The team of researchers from CSAIL director Daniela Rus’ Distributed Robotics Lab demonstrated that their robotic hand can lift and handle objects as delicate as an egg and as thin as a piece of paper. Its three fingers house sensors that can estimate the size and shape of an object accurately enough to identify it from a set of multiple items.
“Robots are often limited in what they can do because of how hard it is to interact with objects of different sizes and materials,” Rus says. “Grasping is an important step in being able to do useful tasks; with this work we set out to develop both the soft hands and the supporting control and planning systems that make dynamic grasping possible."
The gripper is part of a larger body of work by Rus’ lab aimed at showing the value of so-called ‘soft robots’ made of unconventional materials such as silicone, paper, and fibre.
Researchers say that soft robots have a number of advantages over ‘hard’ robots, including the ability to handle irregularly-shaped objects, squeeze into tight spaces, and readily recover from collisions.

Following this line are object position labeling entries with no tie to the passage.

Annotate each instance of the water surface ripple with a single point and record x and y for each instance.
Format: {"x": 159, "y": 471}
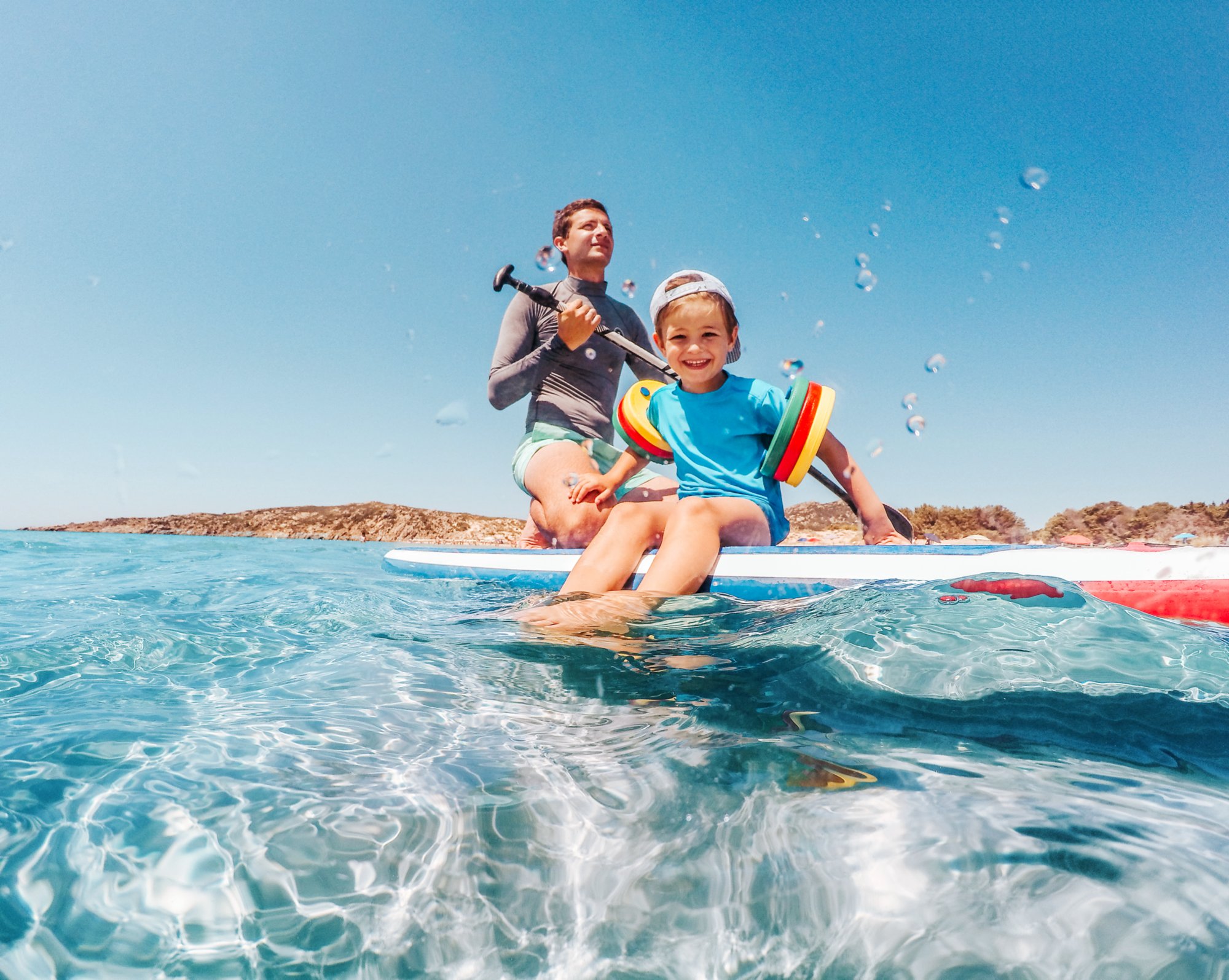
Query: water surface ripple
{"x": 253, "y": 758}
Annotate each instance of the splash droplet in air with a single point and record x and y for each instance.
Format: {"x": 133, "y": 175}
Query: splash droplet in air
{"x": 1034, "y": 178}
{"x": 454, "y": 413}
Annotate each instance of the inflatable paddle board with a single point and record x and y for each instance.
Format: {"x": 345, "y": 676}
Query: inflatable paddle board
{"x": 1178, "y": 582}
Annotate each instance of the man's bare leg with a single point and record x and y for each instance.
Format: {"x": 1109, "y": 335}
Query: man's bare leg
{"x": 532, "y": 537}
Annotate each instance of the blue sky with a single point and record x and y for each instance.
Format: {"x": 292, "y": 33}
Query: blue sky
{"x": 248, "y": 248}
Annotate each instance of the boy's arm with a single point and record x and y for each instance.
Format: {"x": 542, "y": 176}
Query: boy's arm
{"x": 876, "y": 526}
{"x": 627, "y": 466}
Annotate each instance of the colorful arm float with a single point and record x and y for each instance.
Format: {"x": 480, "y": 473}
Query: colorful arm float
{"x": 801, "y": 431}
{"x": 632, "y": 423}
{"x": 791, "y": 452}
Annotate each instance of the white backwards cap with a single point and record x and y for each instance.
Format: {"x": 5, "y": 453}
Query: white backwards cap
{"x": 697, "y": 281}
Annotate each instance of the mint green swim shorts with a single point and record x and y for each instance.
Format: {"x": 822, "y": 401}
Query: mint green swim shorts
{"x": 603, "y": 453}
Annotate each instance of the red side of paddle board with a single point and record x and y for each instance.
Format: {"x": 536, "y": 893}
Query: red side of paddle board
{"x": 1200, "y": 598}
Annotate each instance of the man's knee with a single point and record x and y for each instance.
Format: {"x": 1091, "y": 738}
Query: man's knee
{"x": 575, "y": 525}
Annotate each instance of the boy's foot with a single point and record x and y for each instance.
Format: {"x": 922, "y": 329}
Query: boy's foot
{"x": 609, "y": 613}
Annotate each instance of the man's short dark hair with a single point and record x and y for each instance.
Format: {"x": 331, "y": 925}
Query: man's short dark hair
{"x": 563, "y": 216}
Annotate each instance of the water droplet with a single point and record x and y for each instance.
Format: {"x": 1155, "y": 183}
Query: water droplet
{"x": 1034, "y": 178}
{"x": 454, "y": 413}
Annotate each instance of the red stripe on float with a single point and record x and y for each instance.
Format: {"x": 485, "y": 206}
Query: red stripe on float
{"x": 1201, "y": 598}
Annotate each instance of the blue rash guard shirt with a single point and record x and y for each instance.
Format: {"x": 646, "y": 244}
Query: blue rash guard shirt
{"x": 720, "y": 440}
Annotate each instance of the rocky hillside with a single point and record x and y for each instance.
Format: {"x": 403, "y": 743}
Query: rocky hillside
{"x": 351, "y": 522}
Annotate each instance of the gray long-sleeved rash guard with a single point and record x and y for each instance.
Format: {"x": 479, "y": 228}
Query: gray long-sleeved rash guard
{"x": 571, "y": 388}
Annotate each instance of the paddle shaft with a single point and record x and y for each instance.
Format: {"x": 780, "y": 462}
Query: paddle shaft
{"x": 549, "y": 300}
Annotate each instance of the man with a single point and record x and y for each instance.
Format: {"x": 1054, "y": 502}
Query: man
{"x": 572, "y": 377}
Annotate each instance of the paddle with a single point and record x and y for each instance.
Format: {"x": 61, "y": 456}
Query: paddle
{"x": 539, "y": 295}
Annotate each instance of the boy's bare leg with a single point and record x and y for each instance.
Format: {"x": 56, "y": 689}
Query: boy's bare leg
{"x": 631, "y": 530}
{"x": 694, "y": 538}
{"x": 550, "y": 476}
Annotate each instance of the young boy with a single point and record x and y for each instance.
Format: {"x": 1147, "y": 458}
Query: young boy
{"x": 716, "y": 424}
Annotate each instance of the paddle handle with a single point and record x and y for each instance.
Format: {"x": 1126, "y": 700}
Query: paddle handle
{"x": 539, "y": 295}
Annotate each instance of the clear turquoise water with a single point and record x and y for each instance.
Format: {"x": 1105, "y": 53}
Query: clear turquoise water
{"x": 255, "y": 758}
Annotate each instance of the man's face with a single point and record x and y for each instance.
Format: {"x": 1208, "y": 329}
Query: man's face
{"x": 591, "y": 240}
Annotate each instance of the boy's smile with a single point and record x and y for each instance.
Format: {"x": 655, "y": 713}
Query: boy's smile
{"x": 694, "y": 338}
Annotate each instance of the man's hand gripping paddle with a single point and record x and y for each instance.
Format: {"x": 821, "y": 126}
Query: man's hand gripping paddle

However, one downside to their extra flexibility is that they often have difficulty accurately measuring where an object is, or even if they have successfully picked it up at all.
To combat this, the CSAIL team also incorporated ‘bend sensors’ into the design. When the gripper hones in an object, the fingers send back location data based on their curvature. Using this data, the robot can pick up an unknown object and compare it to existing clusters of data points that represent past objects.
In the future, Rus says the team plans to put more time into improving and adding more sensors that will allow the gripper to identify a wider variety of objects.
“If we want robots in human-centred environments, they need to be more adaptive and able to interact with objects whose shape and placement are not precisely known,” Rus says. “Our dream is to develop a robot that, like a human, can approach an unknown object, big or small, determine its approximate shape and size, and figure out how to interface with it in one seamless motion.”